Pathophysiological Changes
Research indicates that RYHJ is associated with specific physiological shifts:
Weight Gain: Associated with less weight gain in animal models.
Bactibilia: Colonization of the bile duct with aerobic bacteria (e.g., Escherichia coli) and fibrous periportal infiltration. This may contribute to the pathogenesis of postoperative cholangitis and gallstone formation.
Risk Factors for Failure
Successful long-term outcomes are heavily influenced by:
Level of Injury: Higher Bismuth-Corlette classification injuries increase stricture risk.
Inflammation and Timing: The absence of local inflammation and proper timing of the final repair are critical.

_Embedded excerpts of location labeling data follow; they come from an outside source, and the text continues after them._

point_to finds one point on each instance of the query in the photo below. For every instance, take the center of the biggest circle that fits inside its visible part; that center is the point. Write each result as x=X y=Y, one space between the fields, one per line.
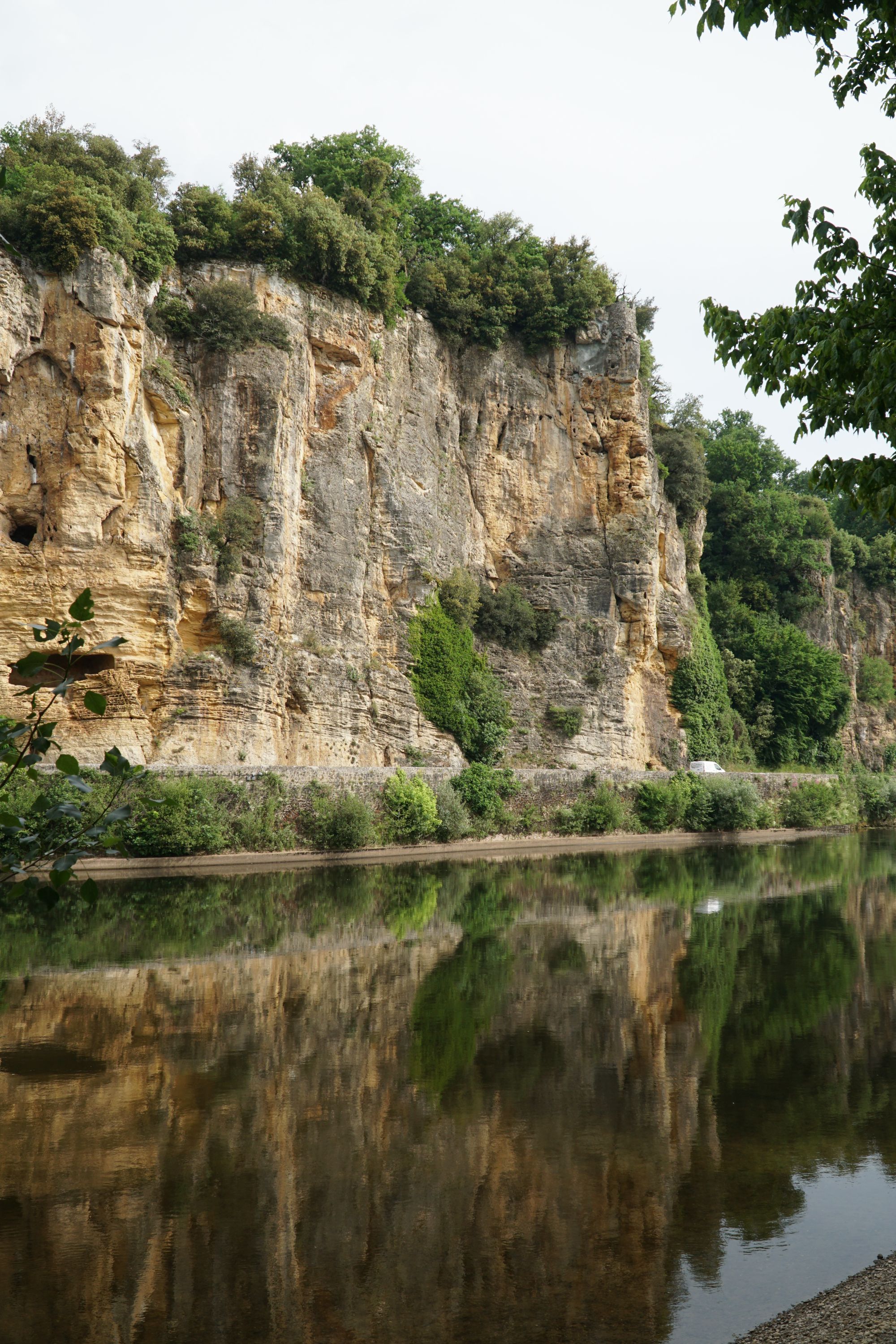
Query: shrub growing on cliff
x=178 y=816
x=797 y=697
x=64 y=191
x=460 y=597
x=597 y=811
x=564 y=719
x=727 y=804
x=346 y=211
x=454 y=686
x=454 y=820
x=410 y=808
x=812 y=804
x=509 y=619
x=238 y=640
x=700 y=691
x=237 y=529
x=224 y=318
x=878 y=799
x=687 y=483
x=485 y=789
x=342 y=822
x=875 y=681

Institutional Expertise: Best results are consistently achieved in specialized hepatobiliary centers. Attempts by general surgeons without specific experience often result in decreased bile duct length due to failed repairs, complicating subsequent definitive reconstructions.
Conclusion
The Roux-en-Y hepaticojejunostomy remains the gold standard for biliary diversion. The specific technical approach emphasizing a mucosa-to-mucosa anastomosis and selective intra-anastomotic stenting provides a reliable method with low rates of leakage and stricture. While technological advancements continue to push the procedure toward robotic and laparoscopic platforms, the core surgical principles of ischemia prevention and tension-free reconstruction remain the primary drivers of patient survival and quality of life.